TRENTON – A measure sponsored by Senators Paul A. Sarlo and John A. Girgenti that would create the crime of “leader of an organized retail theft enterprise,” and impose prison time on persons found guilty of leading or participating in organized theft rings received unanimous approval today from the Assembly.
“Today’s unanimous approval of this bill is taking us one step closer to ridding New Jersey of these organized theft rings,” said Senator Sarlo, D-Bergen, Essex and Passaic. “When these groups collaborate and steal thousands of dollars worth of merchandise from stores, consumers are left to pick up the slack by paying higher prices for the items they need. This bill will target everyone involved in these theft rings and send a clear message that we will not allow these rings to rob our local businesses or our honest taxpayers of their hard-earned dollars.”

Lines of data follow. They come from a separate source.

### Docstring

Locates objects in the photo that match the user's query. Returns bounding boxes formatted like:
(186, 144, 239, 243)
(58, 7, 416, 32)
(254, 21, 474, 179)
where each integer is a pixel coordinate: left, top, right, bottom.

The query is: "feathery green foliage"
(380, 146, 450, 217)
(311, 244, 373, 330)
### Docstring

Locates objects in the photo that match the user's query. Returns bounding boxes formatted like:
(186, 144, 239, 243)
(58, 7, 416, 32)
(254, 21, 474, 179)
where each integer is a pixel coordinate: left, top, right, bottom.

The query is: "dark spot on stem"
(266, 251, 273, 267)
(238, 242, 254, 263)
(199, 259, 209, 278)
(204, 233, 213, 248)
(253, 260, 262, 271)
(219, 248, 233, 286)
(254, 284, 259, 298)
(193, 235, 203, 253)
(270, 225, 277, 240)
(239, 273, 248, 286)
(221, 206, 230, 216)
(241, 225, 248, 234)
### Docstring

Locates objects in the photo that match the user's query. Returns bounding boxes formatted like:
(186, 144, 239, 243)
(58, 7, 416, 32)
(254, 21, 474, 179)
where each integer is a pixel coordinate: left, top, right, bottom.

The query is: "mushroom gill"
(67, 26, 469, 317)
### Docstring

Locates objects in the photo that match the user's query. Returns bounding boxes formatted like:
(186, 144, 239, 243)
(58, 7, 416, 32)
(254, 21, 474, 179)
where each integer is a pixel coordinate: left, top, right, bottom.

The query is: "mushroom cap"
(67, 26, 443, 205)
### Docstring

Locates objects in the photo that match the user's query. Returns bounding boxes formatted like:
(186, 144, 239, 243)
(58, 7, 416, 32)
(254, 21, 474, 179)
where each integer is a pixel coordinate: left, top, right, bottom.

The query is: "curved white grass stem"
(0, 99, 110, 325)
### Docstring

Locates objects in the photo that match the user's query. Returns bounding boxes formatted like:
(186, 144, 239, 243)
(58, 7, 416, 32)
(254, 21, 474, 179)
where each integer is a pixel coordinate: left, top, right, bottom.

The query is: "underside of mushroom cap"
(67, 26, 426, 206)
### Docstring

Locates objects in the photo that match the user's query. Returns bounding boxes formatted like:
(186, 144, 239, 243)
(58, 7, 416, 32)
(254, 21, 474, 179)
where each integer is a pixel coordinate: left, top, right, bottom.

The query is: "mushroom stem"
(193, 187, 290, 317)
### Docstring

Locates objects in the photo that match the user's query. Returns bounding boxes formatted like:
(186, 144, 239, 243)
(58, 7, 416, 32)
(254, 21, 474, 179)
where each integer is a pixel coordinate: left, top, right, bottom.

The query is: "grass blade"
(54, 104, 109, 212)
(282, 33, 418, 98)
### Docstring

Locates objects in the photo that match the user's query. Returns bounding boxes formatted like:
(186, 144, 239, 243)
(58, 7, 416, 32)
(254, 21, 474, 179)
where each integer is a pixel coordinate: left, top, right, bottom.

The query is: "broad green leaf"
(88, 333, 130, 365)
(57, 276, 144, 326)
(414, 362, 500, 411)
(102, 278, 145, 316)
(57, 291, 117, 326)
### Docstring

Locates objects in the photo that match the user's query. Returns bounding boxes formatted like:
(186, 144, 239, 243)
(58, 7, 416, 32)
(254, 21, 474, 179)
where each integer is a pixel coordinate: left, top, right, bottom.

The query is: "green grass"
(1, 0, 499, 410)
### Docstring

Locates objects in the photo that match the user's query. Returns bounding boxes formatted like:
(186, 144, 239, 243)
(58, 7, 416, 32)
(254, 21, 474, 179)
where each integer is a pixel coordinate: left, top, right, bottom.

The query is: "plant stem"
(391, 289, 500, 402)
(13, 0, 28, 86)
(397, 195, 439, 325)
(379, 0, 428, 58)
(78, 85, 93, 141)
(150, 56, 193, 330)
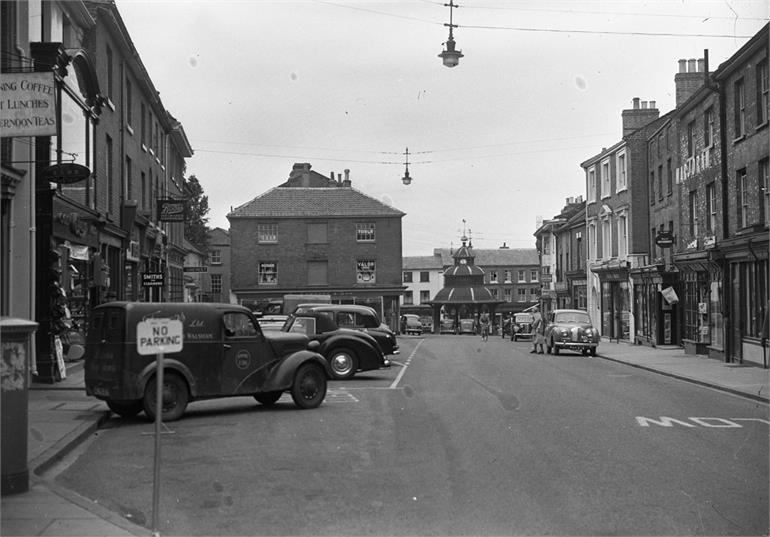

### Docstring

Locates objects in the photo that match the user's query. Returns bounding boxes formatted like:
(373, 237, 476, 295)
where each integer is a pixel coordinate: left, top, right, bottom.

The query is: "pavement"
(2, 339, 768, 537)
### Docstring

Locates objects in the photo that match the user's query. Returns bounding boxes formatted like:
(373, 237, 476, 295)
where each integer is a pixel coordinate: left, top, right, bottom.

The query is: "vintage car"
(400, 314, 423, 335)
(511, 312, 535, 341)
(543, 309, 600, 356)
(459, 318, 476, 335)
(439, 318, 456, 334)
(282, 308, 390, 380)
(84, 302, 329, 421)
(255, 314, 289, 331)
(290, 304, 399, 356)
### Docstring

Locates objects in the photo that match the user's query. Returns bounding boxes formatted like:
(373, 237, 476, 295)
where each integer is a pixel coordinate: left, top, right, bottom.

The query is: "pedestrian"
(530, 307, 545, 354)
(479, 311, 490, 341)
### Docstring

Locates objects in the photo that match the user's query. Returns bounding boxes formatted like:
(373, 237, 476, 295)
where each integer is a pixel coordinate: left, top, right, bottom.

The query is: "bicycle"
(481, 323, 490, 341)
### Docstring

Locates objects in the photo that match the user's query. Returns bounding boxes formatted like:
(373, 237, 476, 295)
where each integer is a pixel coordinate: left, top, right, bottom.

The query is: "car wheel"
(328, 347, 357, 380)
(106, 399, 143, 418)
(581, 348, 589, 356)
(589, 347, 597, 357)
(291, 363, 327, 409)
(546, 341, 552, 354)
(254, 391, 282, 406)
(143, 372, 189, 422)
(553, 341, 560, 355)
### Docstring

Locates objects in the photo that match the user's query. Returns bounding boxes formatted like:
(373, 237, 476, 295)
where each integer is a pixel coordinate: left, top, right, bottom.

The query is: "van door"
(221, 311, 276, 394)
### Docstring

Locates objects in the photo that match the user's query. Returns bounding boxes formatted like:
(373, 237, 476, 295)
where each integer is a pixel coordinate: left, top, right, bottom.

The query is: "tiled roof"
(431, 286, 501, 304)
(228, 187, 405, 218)
(436, 248, 539, 266)
(403, 255, 443, 270)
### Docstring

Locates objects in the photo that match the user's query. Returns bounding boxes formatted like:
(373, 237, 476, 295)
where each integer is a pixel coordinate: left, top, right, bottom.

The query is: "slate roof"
(403, 256, 443, 270)
(228, 186, 405, 219)
(436, 248, 539, 267)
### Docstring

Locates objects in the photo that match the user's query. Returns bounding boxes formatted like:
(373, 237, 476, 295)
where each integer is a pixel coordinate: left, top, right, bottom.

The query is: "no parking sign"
(137, 318, 183, 355)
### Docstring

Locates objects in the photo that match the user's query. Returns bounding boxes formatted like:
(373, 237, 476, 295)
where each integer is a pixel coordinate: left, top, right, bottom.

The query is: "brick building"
(203, 227, 233, 303)
(228, 163, 405, 330)
(546, 196, 587, 311)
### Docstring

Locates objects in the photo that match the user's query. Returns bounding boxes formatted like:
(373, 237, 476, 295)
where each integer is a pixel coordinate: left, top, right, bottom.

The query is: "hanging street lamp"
(438, 0, 463, 68)
(402, 147, 413, 185)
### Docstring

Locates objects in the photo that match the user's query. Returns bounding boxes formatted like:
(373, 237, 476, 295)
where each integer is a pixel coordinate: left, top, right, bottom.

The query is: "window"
(543, 236, 551, 255)
(517, 288, 526, 302)
(530, 269, 538, 281)
(657, 164, 663, 200)
(734, 78, 745, 138)
(601, 219, 611, 259)
(141, 171, 146, 211)
(588, 223, 597, 260)
(403, 271, 413, 283)
(307, 261, 328, 286)
(258, 223, 277, 243)
(737, 169, 749, 228)
(517, 270, 525, 282)
(650, 171, 655, 204)
(489, 271, 498, 284)
(307, 222, 327, 244)
(504, 270, 511, 283)
(356, 223, 375, 242)
(420, 290, 430, 303)
(420, 271, 429, 282)
(403, 291, 413, 305)
(689, 190, 697, 236)
(106, 46, 113, 101)
(704, 107, 714, 147)
(126, 157, 132, 200)
(616, 152, 627, 191)
(141, 103, 146, 146)
(106, 135, 114, 214)
(617, 215, 627, 258)
(761, 158, 769, 226)
(210, 249, 221, 265)
(504, 288, 512, 302)
(706, 182, 716, 232)
(356, 259, 376, 283)
(601, 159, 611, 198)
(126, 79, 133, 127)
(587, 167, 596, 202)
(687, 121, 695, 157)
(224, 312, 258, 337)
(210, 274, 222, 295)
(258, 262, 277, 284)
(757, 60, 768, 125)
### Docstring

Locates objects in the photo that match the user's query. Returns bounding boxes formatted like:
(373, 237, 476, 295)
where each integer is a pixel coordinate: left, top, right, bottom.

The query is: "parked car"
(419, 315, 434, 334)
(543, 309, 600, 356)
(290, 304, 399, 356)
(459, 318, 475, 335)
(255, 314, 289, 331)
(84, 302, 329, 421)
(440, 318, 455, 334)
(511, 312, 535, 341)
(400, 314, 423, 335)
(282, 307, 390, 380)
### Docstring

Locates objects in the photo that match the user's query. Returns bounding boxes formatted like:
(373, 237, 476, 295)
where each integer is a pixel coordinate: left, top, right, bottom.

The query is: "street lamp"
(438, 0, 463, 68)
(402, 147, 412, 185)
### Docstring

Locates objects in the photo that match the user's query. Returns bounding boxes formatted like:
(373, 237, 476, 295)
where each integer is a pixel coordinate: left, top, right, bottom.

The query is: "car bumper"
(554, 341, 598, 351)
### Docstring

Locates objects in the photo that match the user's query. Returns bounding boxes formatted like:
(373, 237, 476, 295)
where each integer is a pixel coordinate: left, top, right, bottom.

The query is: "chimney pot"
(641, 101, 648, 109)
(678, 59, 687, 73)
(633, 97, 640, 109)
(650, 100, 656, 109)
(697, 58, 705, 72)
(688, 58, 697, 72)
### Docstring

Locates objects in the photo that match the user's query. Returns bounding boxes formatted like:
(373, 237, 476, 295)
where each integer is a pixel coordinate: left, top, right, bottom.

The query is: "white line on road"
(390, 339, 425, 390)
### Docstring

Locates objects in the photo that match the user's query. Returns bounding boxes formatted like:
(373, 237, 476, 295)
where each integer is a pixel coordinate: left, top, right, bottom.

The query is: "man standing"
(530, 307, 545, 354)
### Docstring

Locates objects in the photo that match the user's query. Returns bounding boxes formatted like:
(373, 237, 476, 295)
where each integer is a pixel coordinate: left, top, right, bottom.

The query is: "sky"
(115, 0, 769, 256)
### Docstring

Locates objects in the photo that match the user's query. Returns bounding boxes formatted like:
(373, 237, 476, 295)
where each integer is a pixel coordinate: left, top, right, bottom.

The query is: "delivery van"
(84, 302, 330, 421)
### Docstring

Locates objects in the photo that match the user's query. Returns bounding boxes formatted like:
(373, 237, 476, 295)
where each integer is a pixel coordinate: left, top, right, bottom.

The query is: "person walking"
(530, 307, 545, 354)
(480, 311, 491, 341)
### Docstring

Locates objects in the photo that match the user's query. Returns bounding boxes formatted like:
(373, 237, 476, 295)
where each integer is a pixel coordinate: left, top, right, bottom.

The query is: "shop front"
(631, 265, 680, 348)
(591, 262, 631, 342)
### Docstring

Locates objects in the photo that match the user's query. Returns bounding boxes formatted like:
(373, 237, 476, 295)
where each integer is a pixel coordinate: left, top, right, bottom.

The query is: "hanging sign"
(655, 231, 675, 248)
(0, 72, 57, 137)
(41, 163, 91, 184)
(157, 199, 186, 222)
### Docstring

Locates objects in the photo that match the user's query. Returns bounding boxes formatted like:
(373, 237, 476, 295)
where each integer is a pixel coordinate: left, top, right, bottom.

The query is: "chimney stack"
(622, 97, 660, 136)
(675, 53, 709, 108)
(342, 169, 351, 187)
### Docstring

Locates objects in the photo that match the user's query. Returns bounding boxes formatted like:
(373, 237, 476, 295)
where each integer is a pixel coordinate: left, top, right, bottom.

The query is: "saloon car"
(290, 304, 399, 356)
(282, 307, 390, 380)
(543, 309, 600, 356)
(400, 314, 423, 335)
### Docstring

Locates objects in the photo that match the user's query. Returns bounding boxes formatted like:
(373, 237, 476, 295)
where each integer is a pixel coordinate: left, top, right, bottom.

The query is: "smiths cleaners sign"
(137, 318, 183, 355)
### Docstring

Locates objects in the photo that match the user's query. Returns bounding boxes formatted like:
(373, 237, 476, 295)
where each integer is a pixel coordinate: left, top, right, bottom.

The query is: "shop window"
(356, 223, 375, 242)
(210, 274, 222, 295)
(356, 259, 376, 283)
(258, 262, 277, 285)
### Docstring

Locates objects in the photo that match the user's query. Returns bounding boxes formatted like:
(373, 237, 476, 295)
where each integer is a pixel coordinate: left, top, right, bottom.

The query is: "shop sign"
(142, 272, 164, 287)
(704, 235, 716, 247)
(540, 273, 553, 283)
(41, 163, 91, 184)
(0, 72, 56, 137)
(183, 266, 208, 273)
(157, 199, 185, 222)
(655, 231, 675, 248)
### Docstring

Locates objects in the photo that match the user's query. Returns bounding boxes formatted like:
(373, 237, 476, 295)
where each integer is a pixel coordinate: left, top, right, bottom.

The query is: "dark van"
(84, 302, 330, 421)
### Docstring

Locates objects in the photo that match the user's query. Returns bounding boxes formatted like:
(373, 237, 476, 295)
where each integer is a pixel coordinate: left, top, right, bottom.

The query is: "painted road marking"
(390, 339, 425, 390)
(636, 416, 770, 427)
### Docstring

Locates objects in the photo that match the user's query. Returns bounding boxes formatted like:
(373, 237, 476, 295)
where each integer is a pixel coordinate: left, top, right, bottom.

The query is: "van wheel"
(143, 372, 189, 422)
(106, 399, 143, 418)
(291, 363, 327, 409)
(589, 347, 597, 357)
(328, 348, 356, 380)
(254, 391, 282, 406)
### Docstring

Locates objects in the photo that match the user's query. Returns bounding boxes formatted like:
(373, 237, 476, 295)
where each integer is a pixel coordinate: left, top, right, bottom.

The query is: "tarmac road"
(52, 336, 769, 536)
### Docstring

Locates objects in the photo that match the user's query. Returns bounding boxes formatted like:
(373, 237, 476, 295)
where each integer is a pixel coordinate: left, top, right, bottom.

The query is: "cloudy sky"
(116, 0, 768, 256)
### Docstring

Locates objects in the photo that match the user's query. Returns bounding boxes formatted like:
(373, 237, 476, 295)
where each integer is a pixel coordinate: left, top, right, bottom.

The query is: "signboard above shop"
(158, 199, 186, 222)
(0, 72, 57, 137)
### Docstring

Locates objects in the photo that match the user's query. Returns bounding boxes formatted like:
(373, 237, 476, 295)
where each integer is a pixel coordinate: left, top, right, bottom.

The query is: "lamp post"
(402, 147, 412, 185)
(438, 0, 463, 68)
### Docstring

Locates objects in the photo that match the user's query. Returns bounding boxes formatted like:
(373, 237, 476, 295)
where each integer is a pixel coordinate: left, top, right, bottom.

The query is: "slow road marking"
(636, 416, 770, 427)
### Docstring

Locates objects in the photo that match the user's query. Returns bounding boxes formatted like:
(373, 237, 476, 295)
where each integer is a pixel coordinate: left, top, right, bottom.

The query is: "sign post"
(137, 318, 183, 537)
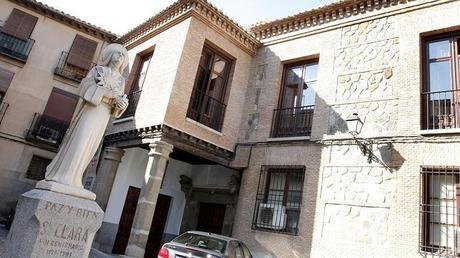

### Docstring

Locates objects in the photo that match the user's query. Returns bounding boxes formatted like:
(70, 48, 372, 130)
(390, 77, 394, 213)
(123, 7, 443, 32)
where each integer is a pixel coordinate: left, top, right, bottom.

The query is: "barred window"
(26, 155, 51, 180)
(420, 166, 460, 257)
(252, 165, 305, 235)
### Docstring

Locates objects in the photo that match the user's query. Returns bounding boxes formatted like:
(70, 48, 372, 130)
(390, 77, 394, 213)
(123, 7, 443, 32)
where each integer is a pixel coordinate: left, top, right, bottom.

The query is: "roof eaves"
(8, 0, 117, 41)
(117, 0, 260, 55)
(249, 0, 412, 40)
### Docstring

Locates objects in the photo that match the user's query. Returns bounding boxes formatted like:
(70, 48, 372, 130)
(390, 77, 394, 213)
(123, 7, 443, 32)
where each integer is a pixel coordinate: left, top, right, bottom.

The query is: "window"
(271, 61, 318, 138)
(26, 155, 51, 180)
(120, 52, 153, 118)
(55, 35, 98, 81)
(42, 88, 79, 124)
(0, 9, 36, 61)
(66, 35, 98, 70)
(422, 34, 460, 130)
(252, 165, 305, 235)
(187, 46, 232, 131)
(420, 167, 460, 256)
(3, 8, 38, 40)
(27, 88, 78, 144)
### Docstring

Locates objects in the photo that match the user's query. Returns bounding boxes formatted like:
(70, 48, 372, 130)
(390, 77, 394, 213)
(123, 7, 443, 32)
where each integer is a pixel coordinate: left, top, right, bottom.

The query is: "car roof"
(180, 231, 240, 242)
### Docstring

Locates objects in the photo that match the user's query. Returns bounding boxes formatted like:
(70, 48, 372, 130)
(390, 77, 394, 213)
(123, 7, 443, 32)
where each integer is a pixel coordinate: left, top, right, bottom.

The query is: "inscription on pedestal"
(36, 202, 99, 257)
(4, 189, 104, 258)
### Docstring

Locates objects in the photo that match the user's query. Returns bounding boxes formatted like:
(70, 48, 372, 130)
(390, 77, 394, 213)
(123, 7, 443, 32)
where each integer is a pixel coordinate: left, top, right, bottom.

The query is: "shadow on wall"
(237, 42, 407, 256)
(320, 95, 405, 171)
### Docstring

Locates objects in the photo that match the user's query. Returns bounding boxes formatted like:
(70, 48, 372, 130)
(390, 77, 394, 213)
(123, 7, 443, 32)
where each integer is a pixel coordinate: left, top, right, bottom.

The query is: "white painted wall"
(104, 147, 239, 236)
(158, 157, 192, 235)
(104, 147, 148, 224)
(191, 165, 239, 189)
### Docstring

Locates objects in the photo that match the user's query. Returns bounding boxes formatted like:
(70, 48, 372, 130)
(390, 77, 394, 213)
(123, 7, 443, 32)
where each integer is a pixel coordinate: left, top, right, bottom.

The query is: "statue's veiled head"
(100, 43, 129, 76)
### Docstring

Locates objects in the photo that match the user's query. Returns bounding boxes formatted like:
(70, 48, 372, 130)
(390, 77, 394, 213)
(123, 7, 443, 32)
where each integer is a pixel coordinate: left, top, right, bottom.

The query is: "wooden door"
(196, 203, 226, 234)
(144, 194, 172, 258)
(112, 186, 141, 254)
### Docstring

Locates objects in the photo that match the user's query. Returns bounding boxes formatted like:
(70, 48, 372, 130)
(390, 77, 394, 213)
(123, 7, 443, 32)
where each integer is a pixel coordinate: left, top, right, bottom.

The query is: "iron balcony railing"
(0, 102, 9, 126)
(422, 89, 460, 130)
(270, 105, 315, 138)
(54, 51, 95, 82)
(187, 90, 226, 132)
(0, 28, 35, 62)
(26, 113, 70, 145)
(120, 90, 142, 118)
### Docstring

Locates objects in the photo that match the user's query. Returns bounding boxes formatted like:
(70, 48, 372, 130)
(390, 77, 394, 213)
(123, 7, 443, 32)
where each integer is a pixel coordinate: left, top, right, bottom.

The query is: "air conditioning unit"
(256, 203, 287, 230)
(36, 126, 60, 143)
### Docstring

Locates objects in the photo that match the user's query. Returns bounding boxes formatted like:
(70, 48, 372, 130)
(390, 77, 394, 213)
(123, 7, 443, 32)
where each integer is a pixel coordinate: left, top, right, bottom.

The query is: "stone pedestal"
(3, 189, 103, 258)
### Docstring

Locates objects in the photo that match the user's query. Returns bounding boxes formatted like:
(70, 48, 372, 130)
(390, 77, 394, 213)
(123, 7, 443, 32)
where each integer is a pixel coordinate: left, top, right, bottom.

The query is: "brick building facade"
(1, 0, 459, 257)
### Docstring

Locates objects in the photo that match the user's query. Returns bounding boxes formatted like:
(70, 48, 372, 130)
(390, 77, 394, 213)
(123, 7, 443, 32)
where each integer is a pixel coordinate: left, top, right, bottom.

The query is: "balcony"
(26, 113, 70, 146)
(187, 90, 226, 132)
(0, 28, 35, 62)
(270, 105, 314, 138)
(54, 51, 95, 82)
(119, 90, 142, 119)
(422, 89, 460, 130)
(0, 102, 8, 126)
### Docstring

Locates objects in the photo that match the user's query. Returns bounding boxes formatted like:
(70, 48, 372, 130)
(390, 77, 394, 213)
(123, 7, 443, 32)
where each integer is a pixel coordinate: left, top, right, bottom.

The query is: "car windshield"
(173, 233, 227, 254)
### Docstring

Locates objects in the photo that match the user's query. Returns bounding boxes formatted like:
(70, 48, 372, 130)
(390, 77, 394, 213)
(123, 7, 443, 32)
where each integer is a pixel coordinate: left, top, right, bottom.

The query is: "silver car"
(157, 231, 252, 258)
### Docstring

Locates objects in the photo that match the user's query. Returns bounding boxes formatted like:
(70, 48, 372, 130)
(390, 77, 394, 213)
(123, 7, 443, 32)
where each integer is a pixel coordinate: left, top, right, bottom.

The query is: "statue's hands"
(95, 71, 106, 87)
(114, 95, 129, 110)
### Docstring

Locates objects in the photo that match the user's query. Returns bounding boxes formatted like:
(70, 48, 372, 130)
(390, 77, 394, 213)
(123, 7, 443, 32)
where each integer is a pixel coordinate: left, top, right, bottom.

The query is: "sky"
(38, 0, 335, 35)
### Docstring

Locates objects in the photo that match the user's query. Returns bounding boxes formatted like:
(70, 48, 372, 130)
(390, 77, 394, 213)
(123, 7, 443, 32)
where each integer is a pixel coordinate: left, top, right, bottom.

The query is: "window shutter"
(43, 88, 79, 123)
(3, 9, 38, 40)
(67, 35, 98, 70)
(26, 156, 51, 180)
(0, 67, 14, 93)
(456, 183, 460, 226)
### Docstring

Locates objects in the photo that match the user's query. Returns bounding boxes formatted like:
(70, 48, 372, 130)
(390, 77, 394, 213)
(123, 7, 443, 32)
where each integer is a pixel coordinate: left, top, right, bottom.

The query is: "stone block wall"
(234, 1, 460, 258)
(329, 16, 399, 137)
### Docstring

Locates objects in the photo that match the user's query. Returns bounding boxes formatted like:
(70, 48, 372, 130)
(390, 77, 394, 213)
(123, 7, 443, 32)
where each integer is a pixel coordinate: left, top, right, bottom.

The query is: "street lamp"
(345, 113, 373, 163)
(345, 113, 363, 136)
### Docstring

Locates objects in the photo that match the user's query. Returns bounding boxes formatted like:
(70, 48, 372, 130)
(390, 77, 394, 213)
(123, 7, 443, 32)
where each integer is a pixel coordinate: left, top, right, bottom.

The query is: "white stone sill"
(420, 128, 460, 135)
(266, 136, 311, 142)
(113, 116, 134, 124)
(185, 117, 223, 136)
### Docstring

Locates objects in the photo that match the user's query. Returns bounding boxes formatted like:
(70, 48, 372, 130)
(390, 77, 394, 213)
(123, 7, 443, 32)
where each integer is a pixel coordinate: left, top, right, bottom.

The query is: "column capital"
(102, 147, 125, 162)
(147, 140, 173, 159)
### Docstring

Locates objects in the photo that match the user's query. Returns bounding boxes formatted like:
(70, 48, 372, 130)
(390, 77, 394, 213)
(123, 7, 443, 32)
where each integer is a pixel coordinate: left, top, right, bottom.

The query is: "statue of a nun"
(36, 44, 130, 200)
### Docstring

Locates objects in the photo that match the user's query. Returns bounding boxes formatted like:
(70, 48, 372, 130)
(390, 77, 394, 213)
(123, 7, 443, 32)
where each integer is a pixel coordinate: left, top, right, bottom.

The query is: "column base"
(125, 244, 146, 258)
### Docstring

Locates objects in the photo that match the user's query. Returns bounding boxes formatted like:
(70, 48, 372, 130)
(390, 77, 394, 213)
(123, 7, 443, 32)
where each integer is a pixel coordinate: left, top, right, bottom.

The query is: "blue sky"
(39, 0, 335, 35)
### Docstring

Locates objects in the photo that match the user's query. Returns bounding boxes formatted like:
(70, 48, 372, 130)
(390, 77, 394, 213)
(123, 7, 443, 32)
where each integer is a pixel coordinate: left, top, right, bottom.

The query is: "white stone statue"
(36, 43, 129, 200)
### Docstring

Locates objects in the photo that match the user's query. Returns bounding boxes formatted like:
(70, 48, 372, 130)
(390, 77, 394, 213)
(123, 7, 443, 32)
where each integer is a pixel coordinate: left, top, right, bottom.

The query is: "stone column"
(125, 139, 173, 258)
(93, 147, 125, 211)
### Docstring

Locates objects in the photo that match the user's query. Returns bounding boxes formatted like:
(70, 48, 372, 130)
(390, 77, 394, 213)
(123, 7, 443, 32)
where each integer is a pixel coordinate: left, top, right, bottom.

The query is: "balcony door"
(121, 52, 152, 118)
(423, 35, 460, 130)
(186, 46, 232, 131)
(272, 61, 318, 138)
(36, 88, 78, 144)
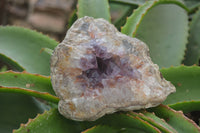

“Organized retail theft is a major concern facing many retailers,” said Senator Girgenti, D-Bergen and Passaic. “Retailers’ bottom lines are being hit harder every year due to organized retail theft, which then ends up being passed onto the customers. Organized retail crime does not only affect our finances; it also affects the safety and security of employees and customers in the store. By toughen our theft laws we can deter this kind of crime, and protect our citizens, and their wallets.”
The Senators’ measure, S-273, would define a “leader of an organized retail theft organization” as a person who acts as an organizer engaging in any scheme to use other people to transfer or sell stolen merchandise. Under the bill, leading a shoplifting organization would constitute a second degree crime, and would be punishable by up to ten years in prison and fines of up to $150,000.
Under current law, stealing merchandise valued at less than $1,000 constitutes a third degree crime, which is punishable by up to five years in prison an a $15,000 fine. The bill also defines an “organized retail theft enterprise” as two or more people collaborating to transfer or sell stolen merchandise.
This measure now heads to the Governor’s desk where his signature would make it State law.